Brazil, Destinations, Travel log

Walking through Rio de Janeiro: the center and Santa Teresa

Itinerary through the center

The old center of Rio de Janeiro, “Centro”, is very different from the beach district of Ipanema and Copacabana. It is best to visit during the week when the streets are filled with merchants and businessmen. It is also safer the week, and obviously we would recommend you to visit during daytime. Remember to be careful with pick-pockets but apart from that we didn’t feel any threat.

The centre is an interesting superposition of colonial buildings and skyscrapers, old monuments and modern offices with some quite interesting architectural choices…

Here is the itinerary we recommend you for a few hours discovering the city center by foot.

Start at the subway station Cinelandia

The best way to access the Centro is by subway and we would recommend you to start from the station Cinelandia. When getting out of the station you will have your first contrast: beautiful old buildings surrounded by skyscrapers!

Have a look to the Mahatma Gandhi place and head North to admire the County Court building on one side, the Câmara Municipal do Rio de Janeiro on the other side. If open you can visit for free the Federal Justice Cultural Center that offers different exhibitions. Just next to it, admire the beautiful Library, Fundação Biblioteca Nacional. You can also enter and visit for free but the access to visitors is actually limited.

Finally you will face one of the most beautiful monument of RJ: the Municipal Theater of Rio de Janeiro. Inspired by the Opera Garnier in Paris, this theatre welcomes ballets and opera since 1909. You can visit it for 20$R or get a ticket for one of the show!

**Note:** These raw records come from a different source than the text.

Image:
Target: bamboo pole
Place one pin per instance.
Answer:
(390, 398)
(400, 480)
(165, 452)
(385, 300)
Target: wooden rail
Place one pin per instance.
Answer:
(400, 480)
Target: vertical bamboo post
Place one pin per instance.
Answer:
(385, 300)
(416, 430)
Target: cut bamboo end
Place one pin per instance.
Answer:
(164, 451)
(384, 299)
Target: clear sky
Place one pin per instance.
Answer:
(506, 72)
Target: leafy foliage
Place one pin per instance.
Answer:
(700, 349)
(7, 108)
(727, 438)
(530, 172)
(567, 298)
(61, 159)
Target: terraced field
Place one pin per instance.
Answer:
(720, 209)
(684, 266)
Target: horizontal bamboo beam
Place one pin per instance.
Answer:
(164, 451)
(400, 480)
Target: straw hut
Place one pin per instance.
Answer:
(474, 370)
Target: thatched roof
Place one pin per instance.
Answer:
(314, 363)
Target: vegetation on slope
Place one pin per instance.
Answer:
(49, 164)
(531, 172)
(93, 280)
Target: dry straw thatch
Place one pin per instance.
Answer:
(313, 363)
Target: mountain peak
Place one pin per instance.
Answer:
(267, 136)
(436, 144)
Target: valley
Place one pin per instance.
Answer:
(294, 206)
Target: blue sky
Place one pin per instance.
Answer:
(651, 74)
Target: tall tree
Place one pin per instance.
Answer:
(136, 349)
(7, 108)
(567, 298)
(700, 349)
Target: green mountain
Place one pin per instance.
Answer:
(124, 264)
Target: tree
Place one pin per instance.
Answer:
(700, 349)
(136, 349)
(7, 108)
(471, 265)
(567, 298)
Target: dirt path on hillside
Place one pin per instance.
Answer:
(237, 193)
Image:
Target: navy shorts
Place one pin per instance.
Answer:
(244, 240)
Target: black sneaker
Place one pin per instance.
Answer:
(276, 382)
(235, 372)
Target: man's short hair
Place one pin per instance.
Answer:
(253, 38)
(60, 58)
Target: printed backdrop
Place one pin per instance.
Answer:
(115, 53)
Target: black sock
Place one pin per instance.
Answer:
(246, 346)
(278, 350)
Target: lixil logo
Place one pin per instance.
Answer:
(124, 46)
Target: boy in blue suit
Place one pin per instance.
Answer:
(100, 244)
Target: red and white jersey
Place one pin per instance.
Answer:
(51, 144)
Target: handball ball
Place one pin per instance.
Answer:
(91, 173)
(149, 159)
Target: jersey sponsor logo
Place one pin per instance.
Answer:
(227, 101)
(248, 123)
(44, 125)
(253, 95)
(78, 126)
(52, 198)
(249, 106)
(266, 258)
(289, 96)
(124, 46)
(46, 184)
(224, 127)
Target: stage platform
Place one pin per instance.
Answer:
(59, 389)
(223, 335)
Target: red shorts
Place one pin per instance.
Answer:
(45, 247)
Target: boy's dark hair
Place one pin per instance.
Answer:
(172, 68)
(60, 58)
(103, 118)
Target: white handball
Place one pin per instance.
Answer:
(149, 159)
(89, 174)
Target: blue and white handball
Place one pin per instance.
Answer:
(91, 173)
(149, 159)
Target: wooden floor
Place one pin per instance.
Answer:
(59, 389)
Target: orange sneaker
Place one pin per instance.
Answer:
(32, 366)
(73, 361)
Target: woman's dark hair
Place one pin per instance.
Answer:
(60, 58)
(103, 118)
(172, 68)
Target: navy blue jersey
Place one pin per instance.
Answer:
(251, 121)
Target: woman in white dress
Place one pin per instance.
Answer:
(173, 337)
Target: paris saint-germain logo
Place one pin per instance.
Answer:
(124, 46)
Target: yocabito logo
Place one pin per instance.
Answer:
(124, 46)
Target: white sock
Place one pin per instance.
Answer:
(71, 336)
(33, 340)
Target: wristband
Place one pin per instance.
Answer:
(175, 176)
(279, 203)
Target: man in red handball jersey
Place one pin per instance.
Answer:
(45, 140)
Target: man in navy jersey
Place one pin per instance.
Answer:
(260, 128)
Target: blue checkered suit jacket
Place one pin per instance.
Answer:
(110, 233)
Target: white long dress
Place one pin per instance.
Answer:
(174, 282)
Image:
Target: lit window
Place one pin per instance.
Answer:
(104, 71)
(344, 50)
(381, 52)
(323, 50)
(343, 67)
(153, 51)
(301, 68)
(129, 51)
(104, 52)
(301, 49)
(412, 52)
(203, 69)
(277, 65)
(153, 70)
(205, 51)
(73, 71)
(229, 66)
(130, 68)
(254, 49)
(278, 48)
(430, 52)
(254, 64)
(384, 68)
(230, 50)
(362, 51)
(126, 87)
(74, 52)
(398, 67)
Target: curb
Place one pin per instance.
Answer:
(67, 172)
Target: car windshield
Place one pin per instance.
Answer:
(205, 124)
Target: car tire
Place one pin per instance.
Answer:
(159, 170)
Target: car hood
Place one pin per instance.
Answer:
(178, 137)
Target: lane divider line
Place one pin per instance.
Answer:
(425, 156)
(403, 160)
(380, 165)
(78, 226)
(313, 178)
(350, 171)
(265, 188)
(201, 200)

Head to the Largo de Carioca

Go around the Municipal Theatre by the right and cross the Avenida Barroso to check the ongoing exhibitions at the Caixa Cultural Center (free). Then continue towards Carioca and you will arrive on a crowded pedestrian place with merchants of all kind.

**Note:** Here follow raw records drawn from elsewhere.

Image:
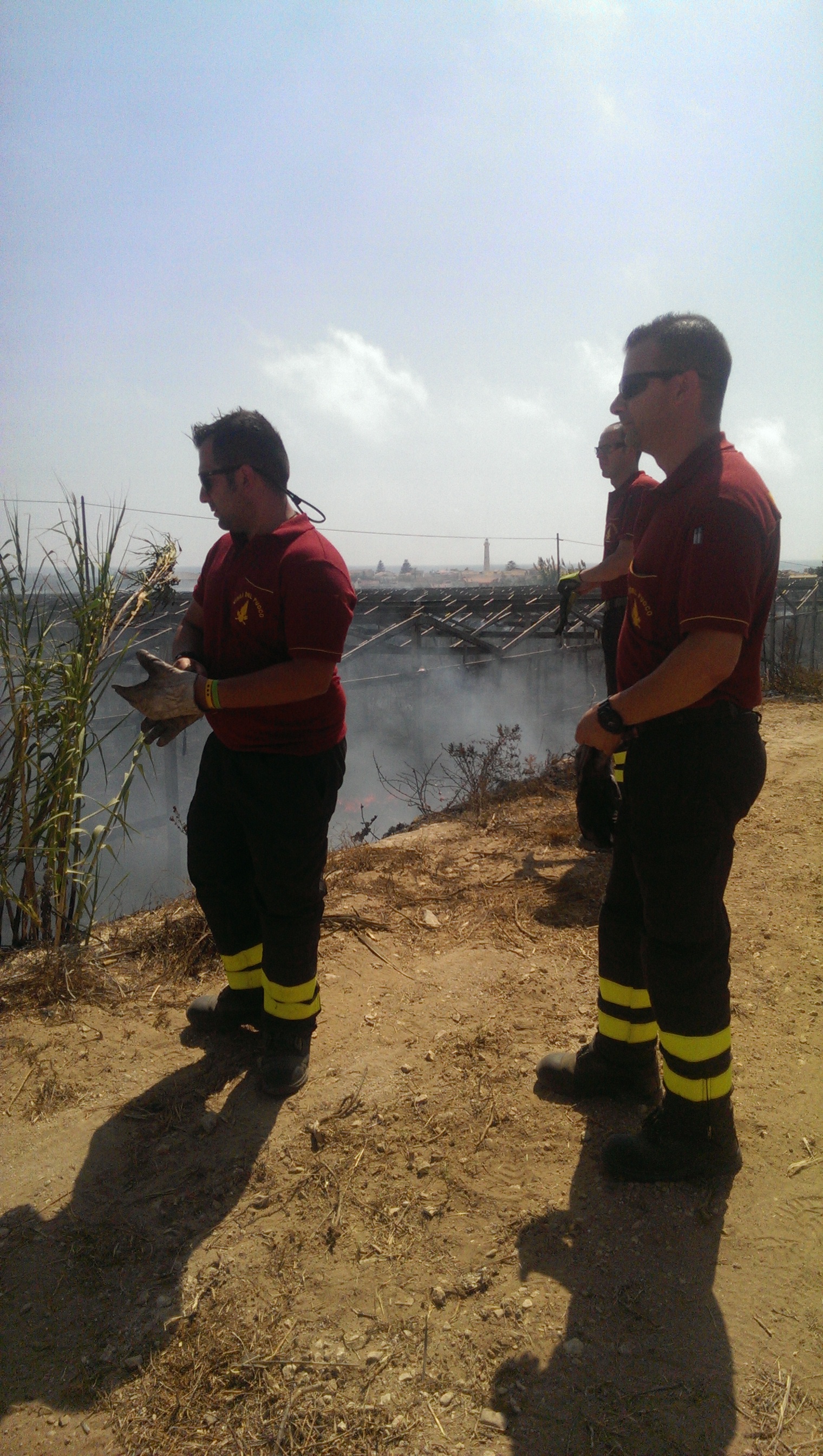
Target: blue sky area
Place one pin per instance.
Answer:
(414, 235)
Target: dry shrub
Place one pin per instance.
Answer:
(794, 680)
(220, 1385)
(175, 938)
(51, 1095)
(775, 1402)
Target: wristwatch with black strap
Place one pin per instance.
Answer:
(609, 720)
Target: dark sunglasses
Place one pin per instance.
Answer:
(632, 385)
(206, 477)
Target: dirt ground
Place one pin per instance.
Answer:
(419, 1253)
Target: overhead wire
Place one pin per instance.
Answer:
(330, 530)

Behind you will notice the church Santo Antonio. You can just have a glimpse at this beautiful church or visit it for 10$R. Prepare to be amazed by all the gold (or so we heard). From the front of the church you have a pleasant view over the Largo de Carioca, a good way to observe the busy square from a quieter spot.

Need a break already? Head to the emblematic Confeitaria Colombo for a coffee and a cake!

Calm and unrest

Going out from the Confeitaria, head west to digest calmly in the beautiful Royal Portuguese Reading Room. The institution, founded in 1827 by Portuguese immigrants, is truly astonishing.

Don’t hesitate also to stop have a look in the churches on your way.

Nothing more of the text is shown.